Updated

Giant woolly mammoths died out because they ran out of grass -- not because they were hunted to extinction, according to scientists.

Until now, it was thought the huge relatives of modern elephants had been harried and hunted into oblivion by early man. Instead, global warming 21,000 years ago left the massive mammals with nothing to eat, a team of scientists from Durham University claimed.

As the planet heated up and the weather got wetter, forests spread out, leaving large herbivores like mammoths with less to eat and causing knock-on effects for the rest of the food chain, the scientists found.

The findings come from a new investigation into the mammoths' last days, led by Durham University's School of Biological and Biomedical Sciences.

Together with colleagues from the Natural History Museum, Bristol University and Lund University in Sweden, the scientists simulated the effect of global warming on climate and vegetation at the end of the last ice age.

Standing nearly 10 feet tall, mammoths had thick hair to cope with the cold.
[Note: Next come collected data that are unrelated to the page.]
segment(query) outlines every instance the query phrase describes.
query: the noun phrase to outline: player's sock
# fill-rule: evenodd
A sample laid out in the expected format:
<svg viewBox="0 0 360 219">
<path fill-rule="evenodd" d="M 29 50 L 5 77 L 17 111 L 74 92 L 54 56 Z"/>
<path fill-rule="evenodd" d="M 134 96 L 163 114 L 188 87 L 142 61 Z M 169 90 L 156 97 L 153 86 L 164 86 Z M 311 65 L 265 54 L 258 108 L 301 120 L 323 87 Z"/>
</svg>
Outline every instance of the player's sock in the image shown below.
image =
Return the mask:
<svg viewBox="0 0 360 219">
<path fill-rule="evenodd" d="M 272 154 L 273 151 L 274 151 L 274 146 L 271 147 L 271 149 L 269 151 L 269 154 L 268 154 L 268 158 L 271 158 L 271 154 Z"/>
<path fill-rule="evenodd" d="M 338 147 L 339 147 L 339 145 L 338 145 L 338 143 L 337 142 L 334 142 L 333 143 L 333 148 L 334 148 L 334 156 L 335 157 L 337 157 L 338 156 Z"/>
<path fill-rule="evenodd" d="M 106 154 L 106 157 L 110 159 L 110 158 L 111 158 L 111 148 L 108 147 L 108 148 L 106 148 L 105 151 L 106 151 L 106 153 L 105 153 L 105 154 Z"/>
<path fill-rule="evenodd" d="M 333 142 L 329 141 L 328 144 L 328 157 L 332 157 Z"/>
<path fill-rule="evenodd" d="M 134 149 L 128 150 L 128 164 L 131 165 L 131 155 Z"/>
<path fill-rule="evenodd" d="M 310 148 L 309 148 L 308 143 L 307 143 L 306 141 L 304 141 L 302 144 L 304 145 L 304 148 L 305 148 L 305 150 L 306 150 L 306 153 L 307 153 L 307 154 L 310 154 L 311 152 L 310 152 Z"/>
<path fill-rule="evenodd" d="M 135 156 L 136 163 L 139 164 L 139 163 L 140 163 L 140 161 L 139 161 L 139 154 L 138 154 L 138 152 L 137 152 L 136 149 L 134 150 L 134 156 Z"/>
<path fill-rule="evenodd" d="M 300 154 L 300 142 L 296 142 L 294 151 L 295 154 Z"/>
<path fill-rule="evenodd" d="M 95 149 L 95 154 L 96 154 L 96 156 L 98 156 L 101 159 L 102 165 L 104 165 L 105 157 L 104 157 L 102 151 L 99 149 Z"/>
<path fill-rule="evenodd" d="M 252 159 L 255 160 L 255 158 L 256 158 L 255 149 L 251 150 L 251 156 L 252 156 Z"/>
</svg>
But nothing could help them with a lack of food, the new research suggested, coming to the conclusion it was the growth of trees that was their undoing.

"It is food for thought in these times of global warming and human-induced habitat change," said team leader Brian Huntley.

"Mammoths had roamed and munched their way across many parts of Europe," Huntley said. "We believe that the loss of food supplies from productive grasslands was the major contributing factor to the extinction of these mega-mammals."

The team warned that the plight of mammoths after the ice age could happen again -- this time to elephants and rhinoceroses, if habitats change because of modern global warming.

"This is a model for what may happen as a result of rapid climate change over the next century linked to human activity," the professor added.